Beaumaris Castle is the last of Edward I’s ‘Iron Ring’
Their design was based on the bastide towns of Gascony in southwest France whose castles were integrated into walled town filled with busy traders. Populated exclusively by English settlers, these new market towns cunningly engaged the Welsh in English ways. The Welsh were allowed to enter the towns by day but kept out at night and forbidden to either trade or carry weapons. Not until the 1700s did the Welsh have similar towns of their own.
When they were new, the castles were boldly whitewashed to emphasise their power. Part of a cleverly conceived project, they occupied key strategic positions, were a day’s march apart, and could be resupplied by sea.
Many of the sites also had symbolic significance. Conwy occupies the site of an earlier Welsh monastery and sits on the west bank of the River Conwy, deliberately within the territory of the Princes of Gwynedd.
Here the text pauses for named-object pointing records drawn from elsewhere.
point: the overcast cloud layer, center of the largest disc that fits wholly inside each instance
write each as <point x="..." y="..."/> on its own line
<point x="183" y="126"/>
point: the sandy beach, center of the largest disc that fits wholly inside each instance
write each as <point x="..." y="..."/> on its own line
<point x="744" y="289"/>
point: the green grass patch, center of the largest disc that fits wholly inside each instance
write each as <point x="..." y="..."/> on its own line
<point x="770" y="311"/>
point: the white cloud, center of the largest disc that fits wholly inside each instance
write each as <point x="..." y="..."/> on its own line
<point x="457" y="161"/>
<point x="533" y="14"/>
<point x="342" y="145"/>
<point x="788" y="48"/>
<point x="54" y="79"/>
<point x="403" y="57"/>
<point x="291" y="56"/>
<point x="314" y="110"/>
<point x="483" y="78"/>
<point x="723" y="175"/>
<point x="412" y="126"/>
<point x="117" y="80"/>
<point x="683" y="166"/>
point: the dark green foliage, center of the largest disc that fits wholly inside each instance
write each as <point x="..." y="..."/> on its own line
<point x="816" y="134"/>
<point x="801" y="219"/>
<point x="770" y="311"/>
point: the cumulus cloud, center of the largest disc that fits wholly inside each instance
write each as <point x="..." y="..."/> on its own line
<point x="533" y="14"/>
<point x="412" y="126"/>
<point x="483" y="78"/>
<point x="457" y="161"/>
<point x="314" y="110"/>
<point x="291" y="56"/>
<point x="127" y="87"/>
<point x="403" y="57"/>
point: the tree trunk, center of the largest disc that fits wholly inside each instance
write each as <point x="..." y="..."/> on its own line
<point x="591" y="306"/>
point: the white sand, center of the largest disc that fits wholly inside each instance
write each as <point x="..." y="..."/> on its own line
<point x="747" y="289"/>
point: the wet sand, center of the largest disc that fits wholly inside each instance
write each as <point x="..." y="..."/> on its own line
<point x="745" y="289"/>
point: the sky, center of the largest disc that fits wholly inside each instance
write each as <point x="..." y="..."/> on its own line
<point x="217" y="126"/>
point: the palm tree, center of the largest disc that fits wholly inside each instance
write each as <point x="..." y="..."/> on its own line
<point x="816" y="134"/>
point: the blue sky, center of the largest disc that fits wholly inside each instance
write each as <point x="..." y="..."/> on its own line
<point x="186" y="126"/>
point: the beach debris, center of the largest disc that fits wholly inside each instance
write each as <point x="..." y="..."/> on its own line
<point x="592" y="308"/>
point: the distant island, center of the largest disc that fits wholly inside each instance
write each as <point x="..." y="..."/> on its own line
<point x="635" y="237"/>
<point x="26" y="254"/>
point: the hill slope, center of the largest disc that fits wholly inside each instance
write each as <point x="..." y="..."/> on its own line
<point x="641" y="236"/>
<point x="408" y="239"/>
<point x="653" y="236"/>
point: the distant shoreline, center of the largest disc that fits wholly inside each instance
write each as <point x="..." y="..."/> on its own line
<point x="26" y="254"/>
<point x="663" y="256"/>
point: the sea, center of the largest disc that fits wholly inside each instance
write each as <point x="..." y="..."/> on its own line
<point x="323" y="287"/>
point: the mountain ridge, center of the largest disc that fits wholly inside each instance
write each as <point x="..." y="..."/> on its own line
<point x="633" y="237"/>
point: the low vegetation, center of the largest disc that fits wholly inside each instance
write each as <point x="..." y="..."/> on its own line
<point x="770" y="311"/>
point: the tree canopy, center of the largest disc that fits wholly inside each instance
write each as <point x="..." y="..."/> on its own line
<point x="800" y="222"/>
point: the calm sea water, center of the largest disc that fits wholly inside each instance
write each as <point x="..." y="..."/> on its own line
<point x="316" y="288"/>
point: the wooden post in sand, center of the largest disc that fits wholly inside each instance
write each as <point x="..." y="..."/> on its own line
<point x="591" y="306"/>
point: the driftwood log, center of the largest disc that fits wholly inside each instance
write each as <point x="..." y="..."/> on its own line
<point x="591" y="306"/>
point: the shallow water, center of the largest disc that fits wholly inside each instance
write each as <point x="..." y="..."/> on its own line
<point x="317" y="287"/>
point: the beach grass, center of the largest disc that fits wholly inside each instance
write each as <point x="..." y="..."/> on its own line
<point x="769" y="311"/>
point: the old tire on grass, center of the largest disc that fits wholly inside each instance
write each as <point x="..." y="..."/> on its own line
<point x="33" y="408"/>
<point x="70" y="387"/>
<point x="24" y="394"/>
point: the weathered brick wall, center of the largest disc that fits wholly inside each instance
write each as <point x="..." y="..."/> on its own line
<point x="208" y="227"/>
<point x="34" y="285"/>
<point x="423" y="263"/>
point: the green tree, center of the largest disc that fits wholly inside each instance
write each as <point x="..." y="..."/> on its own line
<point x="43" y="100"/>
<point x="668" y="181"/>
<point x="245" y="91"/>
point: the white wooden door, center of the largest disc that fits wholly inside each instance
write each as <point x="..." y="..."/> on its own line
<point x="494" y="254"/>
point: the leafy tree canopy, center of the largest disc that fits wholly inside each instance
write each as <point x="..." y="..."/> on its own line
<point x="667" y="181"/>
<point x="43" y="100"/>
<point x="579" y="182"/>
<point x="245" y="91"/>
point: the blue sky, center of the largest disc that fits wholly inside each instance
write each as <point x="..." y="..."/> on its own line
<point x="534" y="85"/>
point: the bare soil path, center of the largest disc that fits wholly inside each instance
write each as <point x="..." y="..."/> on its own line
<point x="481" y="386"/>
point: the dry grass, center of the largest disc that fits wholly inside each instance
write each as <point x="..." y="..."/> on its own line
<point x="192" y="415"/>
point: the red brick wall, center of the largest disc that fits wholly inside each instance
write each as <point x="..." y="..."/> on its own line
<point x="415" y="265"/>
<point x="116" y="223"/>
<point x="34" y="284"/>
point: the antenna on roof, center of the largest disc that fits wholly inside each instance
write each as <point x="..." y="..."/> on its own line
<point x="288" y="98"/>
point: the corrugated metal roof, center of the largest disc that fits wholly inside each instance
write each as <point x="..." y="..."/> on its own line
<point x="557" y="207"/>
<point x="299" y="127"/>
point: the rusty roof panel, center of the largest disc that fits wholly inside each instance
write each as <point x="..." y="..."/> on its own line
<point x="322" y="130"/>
Caernarfon’s banded masonry echoes imperial Roman Constantinople, another ancient military stronghold, royal palace and seat of government. Beaumaris was built on the site of the demolished Welsh Llanfaes Abbey.
Today, many of these iconic castles are cared for by CADW: Welsh Historic Monuments. Conwy, Caernarfon, Beaumaris and Harlech are also internationally renowned and protected by UNESCO as World Heritage Sites. All of them are open to the public and together they give a real insight into Wales’ turbulent past.